What TikTok Creators Can Teach Brands About Marketing

TikTok isn’t just shaping culture anymore; it is the culture. From Francis Bourgeois and his train-spotting joy, to Brittany Broski’s unmatched reaction faces, to Charli D’Amelio’s meteoric rise, creators have become the new front door to youth attention. And with Gen Z now holding meaningful spending power, brands are watching closely.

So what can marketers learn from the creators who’ve cracked the code on relevance, reach and community? More than you’d think.

Marketers can learn a lot from the creators who’ve cracked the code on relevance, reach and community.

Speak like a human, not a headline

TikTok creators aren’t sitting on marketing degrees. They’re not referencing frameworks, and they’re not polishing taglines for days. Yet they connect better than most brands because they talk like their audience.

Gen Z doesn’t want another authoritative voice telling them what they 'should' do. They want someone who sounds like them, looks like them and understands their world. Real language, real humour, real life.

Brands that ditch the jargon and embrace clarity, personality and plain speaking get further, faster.

Treat your comments section like a focus group

One of TikTok’s biggest strengths is feedback. It’s immediate, public and brutally honest. The smartest creators don’t fear this; they use it. Comments influence their content, spark new ideas, and shape the direction of their channels.

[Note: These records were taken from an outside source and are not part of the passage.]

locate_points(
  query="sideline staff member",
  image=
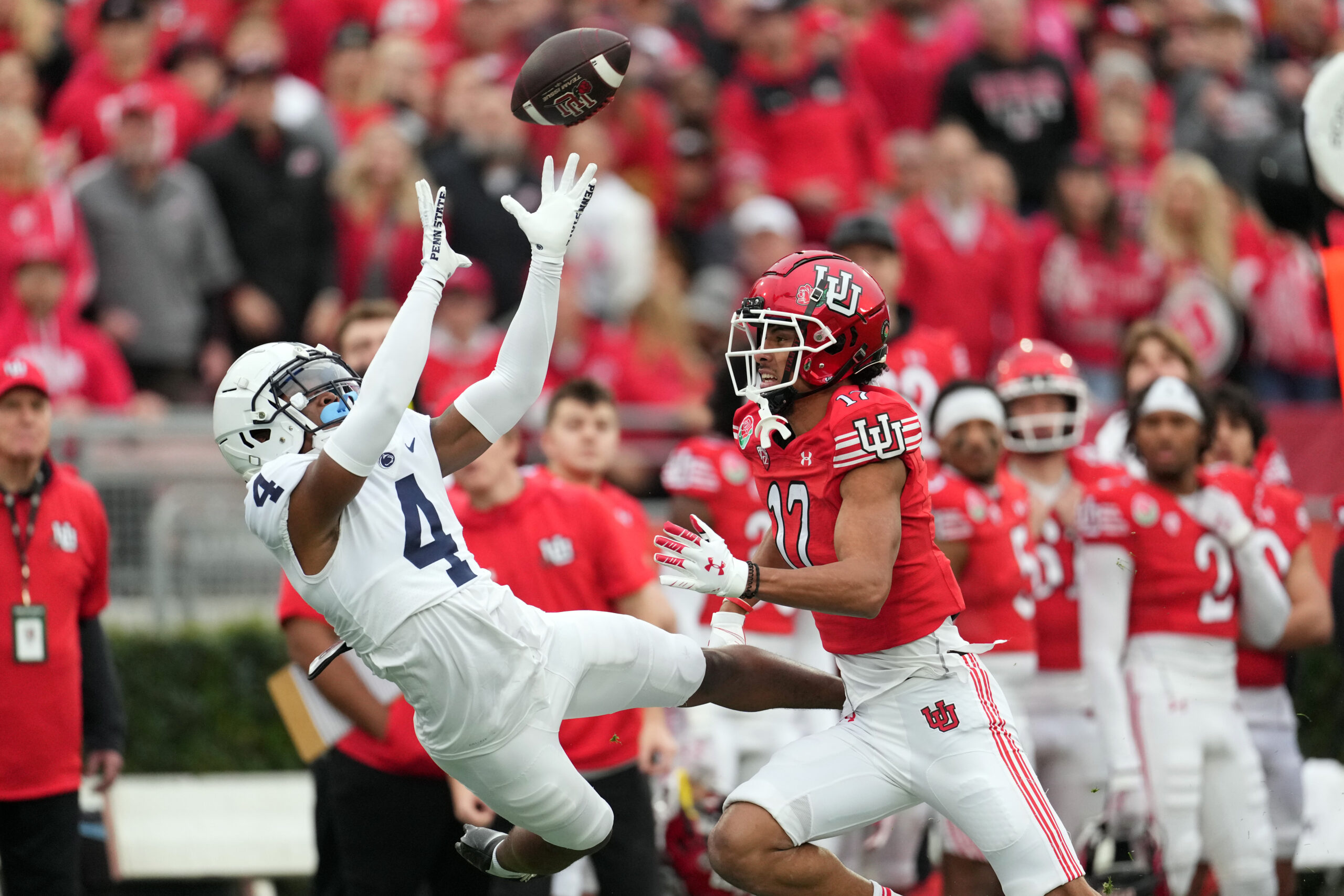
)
(58, 691)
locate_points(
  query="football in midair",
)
(570, 77)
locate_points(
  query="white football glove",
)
(438, 261)
(1127, 805)
(1222, 515)
(699, 562)
(726, 629)
(549, 229)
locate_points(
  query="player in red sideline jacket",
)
(980, 519)
(1263, 675)
(1046, 402)
(841, 468)
(707, 477)
(1171, 573)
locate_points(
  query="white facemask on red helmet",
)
(1040, 367)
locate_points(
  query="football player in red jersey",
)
(1263, 675)
(846, 486)
(707, 477)
(921, 359)
(980, 516)
(1046, 400)
(1171, 573)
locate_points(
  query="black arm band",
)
(105, 718)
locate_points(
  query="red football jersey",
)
(41, 702)
(710, 469)
(921, 362)
(1000, 566)
(1281, 512)
(802, 484)
(1184, 577)
(400, 753)
(554, 547)
(1057, 596)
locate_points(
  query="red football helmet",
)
(1038, 367)
(831, 304)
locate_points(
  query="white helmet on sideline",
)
(260, 404)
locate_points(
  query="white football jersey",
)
(400, 549)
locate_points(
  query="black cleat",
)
(478, 847)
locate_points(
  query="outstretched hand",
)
(437, 257)
(550, 227)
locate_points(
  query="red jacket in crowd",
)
(46, 222)
(78, 359)
(363, 244)
(400, 751)
(69, 579)
(984, 293)
(89, 105)
(551, 546)
(807, 127)
(904, 71)
(1089, 296)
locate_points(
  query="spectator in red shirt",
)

By making the audience feel involved, creators foster a sense of belonging. And belonging drives loyalty.

Brands can adopt the same mindset: listen, respond, iterate. Don’t treat your content like a broadcast. Treat it like a conversation.

Authenticity is non-negotiable

Gen Z has the best nonsense detector on the internet – and it’s always on. Creators know that being overly polished or hiding flaws is a fast track to losing trust. Their value lies in their personality, so they show it all: quirks, humour, awkwardness and everything in between.

For brands, the lesson is simple: if your public values don’t align with your internal culture, young audiences will spot it instantly. Be honest. Be transparent. Be consistent.

Build a brand personality people can actually care about

Creators grow because their audience cares about them as people. They’re characters in users’ daily feeds. They’re recognisable. Distinct. Memorable.

Brands often stop at 'tone of voice', but personality goes deeper. What would your brand say? What would it joke about? What irritates it? What does it get excited about?

If you want long-term engagement, your brand needs to feel human.

Go where your audience is – not just where you’re comfortable

TikTok may be the engine, but top creators stretch across channels. Instagram for visual storytelling. YouTube for longer content. X for direct conversation. Even LinkedIn for those crossing into industry influence.

Each serves a different role, and each helps maintain mental availability in a noisy world.

Brands often take a siloed approach to channels. Creators don’t. They follow their audience across platforms and tailor content to fit the format. Modern marketing should do the same.

The takeaway for brands

TikTok creators succeed because they’re relatable, responsive and relentlessly themselves. They build trust one interaction at a time. They listen more than they broadcast. And they put personality at the heart of everything.

For any brand trying to reach younger audiences, the formula is clear:
Be real. Be present. Be human. And most importantly – be part of the culture, not an interruption to it.